Of the new cultural forms were the journalitic article, the pamphlet, evolving forms of the novel, all of which utilized a new form of Arabic, generated in the mid-nineteenth century, incorporating substantial lexical and syntactic developments. Of the ideas, one might cite ideas of the nation, of the economy--which was born as a determinate conceptual field only in the 18th century--of society itself which in the early 19th century superseded the notion of estates, of the body-social as the assembly of individuals that we gain from English philosophy most particularly, and the related idea of an abstract assembly of rights that we see in natural right theories. That the ideas of progress, of popular will, no less that romantic notions of the organic continuity of history and the homogeneity of society, and others, are of the same order, goes without saying. None of these has precedents in Muslim traditions; all belong to the universal regime of modernity, which in one of its aspects constituted an exclusive repertoire of the conceptual apparatus by which peoples world-wide thought and wrote on public affairs. These imperative global forms of cultural expression are analogous to what were called Ō modules' in an important book on nationalism. I do not deny the pervasive existence archaism in the political and social aspirations of Islamists and other conservative populists elsewhere; what I wish to insist upon is that this is not some explosion of ethnological force long repressed, but it is a very recherchˇ primitivism deliberately crafted of the universal modularity of modern ideologies, and the discourse of inwardness, of authenticity, of particularity, expresses a political sentimentalism, formulated in a language and by means of concepts that are entirely heteronomous: sentiments of what is called identity are not immediately translatable into politics, but need to be articulated in terms of ideologies and programmes. When they do explode immediately, they take the form of direct action, as the melancholy musings that are normally identified with the romantic sensibility or otherwise as inarticulate terror.

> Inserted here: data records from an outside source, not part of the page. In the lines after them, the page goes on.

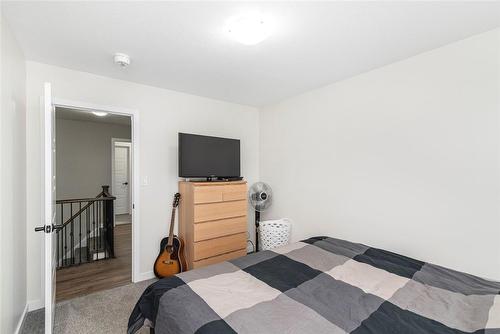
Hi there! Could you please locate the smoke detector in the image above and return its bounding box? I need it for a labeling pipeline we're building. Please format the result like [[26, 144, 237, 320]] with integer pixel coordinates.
[[113, 53, 130, 67]]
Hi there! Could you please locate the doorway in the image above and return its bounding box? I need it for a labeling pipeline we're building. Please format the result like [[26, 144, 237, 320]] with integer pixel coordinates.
[[55, 107, 133, 302], [111, 138, 132, 225]]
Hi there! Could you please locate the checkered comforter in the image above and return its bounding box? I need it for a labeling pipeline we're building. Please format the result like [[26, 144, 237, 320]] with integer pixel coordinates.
[[128, 237, 500, 334]]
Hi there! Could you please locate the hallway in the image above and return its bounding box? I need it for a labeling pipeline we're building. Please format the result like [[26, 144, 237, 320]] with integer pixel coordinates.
[[56, 223, 132, 302]]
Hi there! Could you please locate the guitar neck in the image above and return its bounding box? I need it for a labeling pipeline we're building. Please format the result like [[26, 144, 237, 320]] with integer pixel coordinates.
[[167, 206, 176, 246]]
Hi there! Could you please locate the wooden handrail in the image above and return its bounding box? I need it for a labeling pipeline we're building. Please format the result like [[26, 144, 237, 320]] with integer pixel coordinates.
[[56, 186, 116, 227]]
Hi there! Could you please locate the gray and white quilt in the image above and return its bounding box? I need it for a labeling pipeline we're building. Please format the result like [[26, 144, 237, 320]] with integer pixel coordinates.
[[128, 237, 500, 334]]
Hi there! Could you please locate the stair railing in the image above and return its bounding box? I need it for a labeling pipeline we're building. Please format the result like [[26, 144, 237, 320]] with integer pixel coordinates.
[[56, 186, 116, 269]]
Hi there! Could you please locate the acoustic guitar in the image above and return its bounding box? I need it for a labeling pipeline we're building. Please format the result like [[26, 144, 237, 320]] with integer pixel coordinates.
[[154, 193, 187, 278]]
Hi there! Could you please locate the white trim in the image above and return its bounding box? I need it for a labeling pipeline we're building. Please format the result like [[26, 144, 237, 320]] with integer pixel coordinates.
[[110, 138, 133, 218], [27, 299, 45, 312], [14, 303, 28, 334], [53, 97, 142, 283], [134, 270, 156, 283]]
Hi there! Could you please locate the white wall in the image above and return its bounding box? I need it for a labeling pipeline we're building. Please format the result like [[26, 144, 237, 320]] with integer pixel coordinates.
[[0, 18, 26, 333], [260, 29, 500, 280], [56, 118, 131, 199], [27, 62, 259, 307]]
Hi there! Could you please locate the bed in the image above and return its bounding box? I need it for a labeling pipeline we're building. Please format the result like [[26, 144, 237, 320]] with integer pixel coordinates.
[[128, 237, 500, 334]]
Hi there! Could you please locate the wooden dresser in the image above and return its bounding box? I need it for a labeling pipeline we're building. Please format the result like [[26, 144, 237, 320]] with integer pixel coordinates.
[[179, 181, 247, 269]]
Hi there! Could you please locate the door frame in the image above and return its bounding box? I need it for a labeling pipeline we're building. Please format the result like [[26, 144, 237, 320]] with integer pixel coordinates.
[[51, 97, 143, 283], [110, 138, 133, 220]]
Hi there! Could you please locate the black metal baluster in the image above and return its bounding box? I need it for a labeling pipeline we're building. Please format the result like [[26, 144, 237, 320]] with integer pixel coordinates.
[[85, 202, 90, 262], [69, 203, 75, 264], [101, 201, 108, 259], [96, 201, 101, 260], [92, 202, 97, 261], [63, 206, 68, 265], [78, 202, 82, 264]]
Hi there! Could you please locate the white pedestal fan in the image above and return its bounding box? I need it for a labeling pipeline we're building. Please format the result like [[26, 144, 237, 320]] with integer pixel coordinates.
[[248, 182, 273, 252]]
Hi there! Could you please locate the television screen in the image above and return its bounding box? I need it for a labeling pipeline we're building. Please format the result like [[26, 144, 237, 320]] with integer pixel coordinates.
[[179, 133, 240, 178]]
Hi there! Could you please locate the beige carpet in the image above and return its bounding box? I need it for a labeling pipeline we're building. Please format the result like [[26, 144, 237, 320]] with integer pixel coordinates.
[[21, 280, 154, 334]]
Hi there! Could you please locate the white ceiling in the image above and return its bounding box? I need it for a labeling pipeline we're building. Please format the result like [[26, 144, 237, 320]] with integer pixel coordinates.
[[56, 107, 132, 126], [2, 1, 500, 106]]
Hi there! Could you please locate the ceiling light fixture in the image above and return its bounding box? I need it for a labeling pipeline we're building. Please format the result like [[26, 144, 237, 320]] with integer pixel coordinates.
[[113, 53, 130, 67], [227, 14, 271, 45], [92, 111, 108, 117]]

This ideological articulation of religious sentimentalism was not the work of theologians, but of a group that emerged from the new public educational system, which marginalized the public role of the Muslim ecclesiastical establishment, and which was analogous in its purpose and effect to the role played by the lycee system in France or the Gymnasium system in Germany. A new class of intellectuals arose, analogous to that which some German scholars, with reference to their own history, refer to with dread as the Bildungsburgertum. It is this same class of the intelligentsia that sustained secularist and otherwise secular ideologies, in concert with the state. But it is the subaltern components of this intelligentsia that produced Islamism: reformist Islamism at the end of the nineteenth century, and political revivalism at the end of the twentieth.

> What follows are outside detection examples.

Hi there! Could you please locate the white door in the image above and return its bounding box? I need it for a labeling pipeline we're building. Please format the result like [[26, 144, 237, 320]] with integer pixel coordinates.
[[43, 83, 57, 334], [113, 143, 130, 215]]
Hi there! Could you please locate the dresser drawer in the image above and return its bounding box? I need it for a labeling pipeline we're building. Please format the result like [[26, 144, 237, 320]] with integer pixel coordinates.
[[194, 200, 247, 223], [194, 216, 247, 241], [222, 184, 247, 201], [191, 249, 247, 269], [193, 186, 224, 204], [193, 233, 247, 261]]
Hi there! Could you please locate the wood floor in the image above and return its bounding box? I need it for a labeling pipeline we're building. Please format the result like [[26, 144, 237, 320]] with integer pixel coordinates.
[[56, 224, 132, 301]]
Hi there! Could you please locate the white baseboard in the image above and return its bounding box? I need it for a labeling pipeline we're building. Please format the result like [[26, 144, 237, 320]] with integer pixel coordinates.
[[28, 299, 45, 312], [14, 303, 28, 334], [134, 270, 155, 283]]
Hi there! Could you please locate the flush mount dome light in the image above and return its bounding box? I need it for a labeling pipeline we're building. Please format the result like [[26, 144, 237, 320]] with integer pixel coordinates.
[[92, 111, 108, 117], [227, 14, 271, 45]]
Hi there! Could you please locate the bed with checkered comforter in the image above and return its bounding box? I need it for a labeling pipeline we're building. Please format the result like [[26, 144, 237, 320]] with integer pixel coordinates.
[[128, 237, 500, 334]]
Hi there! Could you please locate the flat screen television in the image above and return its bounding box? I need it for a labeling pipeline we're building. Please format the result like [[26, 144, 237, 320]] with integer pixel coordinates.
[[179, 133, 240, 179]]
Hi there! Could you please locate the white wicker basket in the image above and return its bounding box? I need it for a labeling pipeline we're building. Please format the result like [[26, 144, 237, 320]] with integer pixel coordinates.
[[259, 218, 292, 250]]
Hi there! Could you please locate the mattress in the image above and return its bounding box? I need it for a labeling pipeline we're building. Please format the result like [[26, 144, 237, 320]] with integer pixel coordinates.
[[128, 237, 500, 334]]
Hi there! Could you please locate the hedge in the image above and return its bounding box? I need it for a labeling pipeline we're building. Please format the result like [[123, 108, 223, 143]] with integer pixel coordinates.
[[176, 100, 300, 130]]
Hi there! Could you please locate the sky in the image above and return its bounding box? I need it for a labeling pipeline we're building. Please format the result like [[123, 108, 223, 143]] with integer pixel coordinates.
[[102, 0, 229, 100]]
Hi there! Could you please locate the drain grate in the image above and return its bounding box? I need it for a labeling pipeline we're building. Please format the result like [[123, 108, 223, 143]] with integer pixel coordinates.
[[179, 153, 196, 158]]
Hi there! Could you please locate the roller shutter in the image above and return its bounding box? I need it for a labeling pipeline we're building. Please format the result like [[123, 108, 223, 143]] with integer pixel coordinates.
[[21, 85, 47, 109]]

All in all, it must not be supposed that the circulation and indigenisation of ideas and institutions of European provenance always results in poor carbon copies: we need go no further than cricket, which is generally played better in the former colonies than in England, or the English language, which when used by Anglophone ex-colonials still carries a certain elegance and sophistication that it has generally lost, in Anglo-Saxon countries, to a sparse vocabulary and a rasping syntax. Or we may look at East Asian capitalism, or indeed of democracy in South Africa. Again, the most important consideration of the concept of history written in the second half of this century is, in my opinion, a book published in Arabic in 1992. 1 There is similarly no doubt in my mind, by the same token, that some of the most outstanding systematic statements of fascistic populism have been written in Arabic, Urdu, and Persian, and I'd expect that there would be equally interesting texts in Hindi, in Serbo-Croat, and other languages that I cannot read.
None of the matters I have highlighted is particularly mysterious or inaccessible to the understanding. The socioeconomic conditions, the birth of Islamism from the interstices of universal modernity, the virtual reality of particularity which uses universal modules to construct itself, the multiple causalities that work to produce--amongst some Muslims as well as others--projects of involution and interiorization: all these, and many other collateral matters, are well-documented, and in some instances well-studied in published work. What is particularly striking is that there is so much resistance to perceiving the realities of the situation, so much systematic, even systemic insistence on misrecognition.
I do not intend to take you yet again over the debates concerning orientalism, nor do I wish to dwell now on the foetid alleyways of collective European memories of historical antagonisms, clearly but silently evident in Bosnia in the last few years; I do not wish to mention more than in passing and by way of reminder, the systematic and fevered demonization, under the title of terrorism, of various Muslim peoples, or the never-ending story of immediate political interests and the interests of the arms manufacturers.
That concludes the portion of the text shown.